In the case of climbing outside of combat, a failed check means that you're stuck partway (usually about halfway). You can either return to the bottom (no check) or find someway to change the situation. The most common method would be that an ally helps you (using the help action or by providing a rope), which will allow a new roll based on the type of help. Other methods could be used, depending on the creativity and abilities of the character, but they usually provide a risk. You could attempt to jump to a new handhold, but failure would be an automatic fall. If you can teleport even a short distance, you would be at a new spot, but I'd require an Int/Athletics check to make sure you would be in a manageable position, with failure resulting in a fall.

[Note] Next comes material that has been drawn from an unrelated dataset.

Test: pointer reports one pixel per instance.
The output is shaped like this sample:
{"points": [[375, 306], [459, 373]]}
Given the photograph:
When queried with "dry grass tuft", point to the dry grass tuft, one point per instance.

In combat, I handling things a bit different due to the other circumstances. The DCs are generally easier, but you have to roll for every movement equivalent. For example, if you have a 30 ft movement, you'd have to make the check after every 15 ft. If you fail, you are stuck, and cannot move without jumping down (probibly leading to prone and falling damage) or spending your action to make another attempt. Admittedly, I seldom use a combat where climbing is necessary, but players like to think outside the box.
 

Saelorn

Hero
The above definition of role-playing includes a raucous game of Monopoly. I wasn't saying that having results on tables (or house rules) doesn't count as role-playing, but it's a step in that direction.
If you decide whether or not to purchase a property, based on the fact that you're a dog (or a thimble), then that absolutely counts as role-playing. Most people don't do that, though, and I'm not even convinced that it's possible to role-play as something without a human-type brain.

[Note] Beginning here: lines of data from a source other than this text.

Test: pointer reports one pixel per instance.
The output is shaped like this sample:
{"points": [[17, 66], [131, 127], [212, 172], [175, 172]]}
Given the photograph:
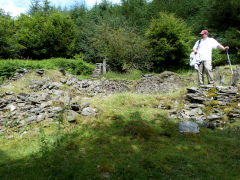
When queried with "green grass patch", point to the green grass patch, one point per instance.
{"points": [[129, 139], [73, 66], [133, 75]]}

"GM adjudication" is not a requirement for playing an RPG, but rather a symptom of a minimalist ruleset. The GM is a necessary weasel, because any number of charts would be insufficient to account for the possibilities available to the players. If it was feasible to create an entire deterministic world, while still respecting player freedom and agency, then that would be ideal.
Not sure where the wizard/barbarian example was going, but if "the frail wizard routinely climbs higher than the buff barbarian because the wizard is so bad at climbing," someone has a screw loose, and accounting for observations becomes difficult at that point.
Someone mentioned it up-thread. If the DC to climb a 50' wall is 25, and a lower roll means you fell from higher up, then the wizard who rolls with penalties will get higher up the wall than the barbarian who has many bonuses (yet fails to hit the DC). In this example, a check result of -4 would mean falling from 49 feet up, while a check result of 24 would mean barely getting off the ground.
 

aco175

Hero
I allow the PCs to fast climb, but this makes the check have disadvantage. This gives the option for some with higher Athletics or if you feel you need to get up the wall or such. Conversely, you can also gain advantage, but now you move at 1/4 speed instead of half. Rogues also have the fast climb ability, but that is situational.